Intrinsic Surgical Risk Score: In external validation, the Intrinsic Surgical Risk Score had an AUROC of 0.925 and an AUC-PR of 0.085. After recalibration, the AUROC remained unchanged, and the AUC-PR improved to 0.094. Although this score outperformed the PRAM score in discrimination, it still resulted in a large number of false positives, and decision curve analysis indicated limited clinical utility.
Conclusion
This study externally validated and recalibrated the PRAM score and the Intrinsic Surgical Risk Score using MPOG data. Although the Intrinsic Surgical Risk Score outperformed the PRAM score in discrimination, both models exhibited inferior performance in external validation compared to the original studies. Calibration metrics appeared favorable due to the large number of low-mortality cases, but both models overestimated mortality at higher probabilities. Decision curve analysis indicated limited clinical utility for both scoring models.
Research Highlights
Importance of External Validation: This study underscores the necessity of external validation for risk scoring models before their clinical application. Although the PRAM score and the Intrinsic Surgical Risk Score performed well in the original studies, their performance declined in external validation, suggesting that the applicability of risk scoring models may vary across different datasets.
Value of Clinical Judgment: The superior performance of the Intrinsic Surgical Risk Score was largely driven by the ASA PS score, indicating that clinical judgment may be more effective than risk scoring models in predicting mortality in high-risk pediatric patients.
Issue of False Positives: Both scoring models resulted in a large number of false positives, which could lead to unnecessary resource allocation in clinical practice. However, false positives are less concerning than false negatives, as they do not adversely affect patient outcomes.
Research Significance
This study, through external validation, revealed the limitations of the PRAM score and the Intrinsic Surgical Risk Score in clinical practice.

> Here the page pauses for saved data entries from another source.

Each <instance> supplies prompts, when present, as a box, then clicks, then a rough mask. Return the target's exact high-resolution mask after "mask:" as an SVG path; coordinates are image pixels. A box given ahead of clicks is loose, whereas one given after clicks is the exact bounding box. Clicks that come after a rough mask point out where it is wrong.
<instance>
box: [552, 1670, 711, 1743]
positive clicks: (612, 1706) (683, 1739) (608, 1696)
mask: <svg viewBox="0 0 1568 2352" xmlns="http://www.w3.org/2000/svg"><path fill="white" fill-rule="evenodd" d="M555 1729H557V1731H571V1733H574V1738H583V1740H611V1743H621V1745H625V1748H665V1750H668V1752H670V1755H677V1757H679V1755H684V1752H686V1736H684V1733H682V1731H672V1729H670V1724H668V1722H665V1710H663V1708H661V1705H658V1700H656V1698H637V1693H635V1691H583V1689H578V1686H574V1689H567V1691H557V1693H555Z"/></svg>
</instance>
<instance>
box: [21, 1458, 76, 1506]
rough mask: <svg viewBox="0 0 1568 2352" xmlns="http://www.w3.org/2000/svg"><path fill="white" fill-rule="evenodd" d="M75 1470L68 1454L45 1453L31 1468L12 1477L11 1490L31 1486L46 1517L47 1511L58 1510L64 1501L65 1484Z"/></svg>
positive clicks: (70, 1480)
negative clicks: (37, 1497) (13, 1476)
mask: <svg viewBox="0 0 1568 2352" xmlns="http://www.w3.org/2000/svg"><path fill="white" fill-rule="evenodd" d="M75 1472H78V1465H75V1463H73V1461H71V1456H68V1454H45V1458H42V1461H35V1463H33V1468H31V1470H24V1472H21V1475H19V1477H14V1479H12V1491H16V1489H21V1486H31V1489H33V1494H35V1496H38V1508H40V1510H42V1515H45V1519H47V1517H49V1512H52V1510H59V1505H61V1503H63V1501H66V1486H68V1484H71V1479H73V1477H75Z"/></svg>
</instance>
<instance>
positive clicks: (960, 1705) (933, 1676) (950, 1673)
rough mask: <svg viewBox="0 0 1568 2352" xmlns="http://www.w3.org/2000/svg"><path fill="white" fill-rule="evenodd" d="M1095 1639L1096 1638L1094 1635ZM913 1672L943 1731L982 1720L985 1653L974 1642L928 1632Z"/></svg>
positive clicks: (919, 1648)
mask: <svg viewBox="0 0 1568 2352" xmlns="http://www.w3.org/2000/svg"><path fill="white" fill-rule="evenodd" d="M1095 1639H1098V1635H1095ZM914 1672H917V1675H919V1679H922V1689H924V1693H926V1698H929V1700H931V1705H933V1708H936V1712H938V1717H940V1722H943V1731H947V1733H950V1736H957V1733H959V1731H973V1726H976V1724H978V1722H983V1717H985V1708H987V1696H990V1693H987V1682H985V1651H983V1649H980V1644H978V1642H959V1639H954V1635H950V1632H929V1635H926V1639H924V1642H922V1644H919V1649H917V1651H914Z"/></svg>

Although both models performed well in the original studies, their performance declined in external validation, suggesting that the applicability of risk scoring models may vary across different datasets. Additionally, the findings suggest that clinical judgment may be more effective than risk scoring models in predicting mortality in high-risk pediatric patients. Future research should explore ways to improve risk scoring models to enhance their clinical utility.
Other Valuable Information
The limitations of this study include the absence of certain key variables (e.g., preoperative cardiopulmonary resuscitation and intrinsic surgical risk) in the MPOG database, which may have contributed to the decline in the models’ performance during external validation. Furthermore, the MPOG database primarily consists of data from academic medical centers in the United States, which may not fully represent pediatric patient populations in other regions or resource-limited settings. Future research should validate these risk scoring models in broader populations to further assess their applicability.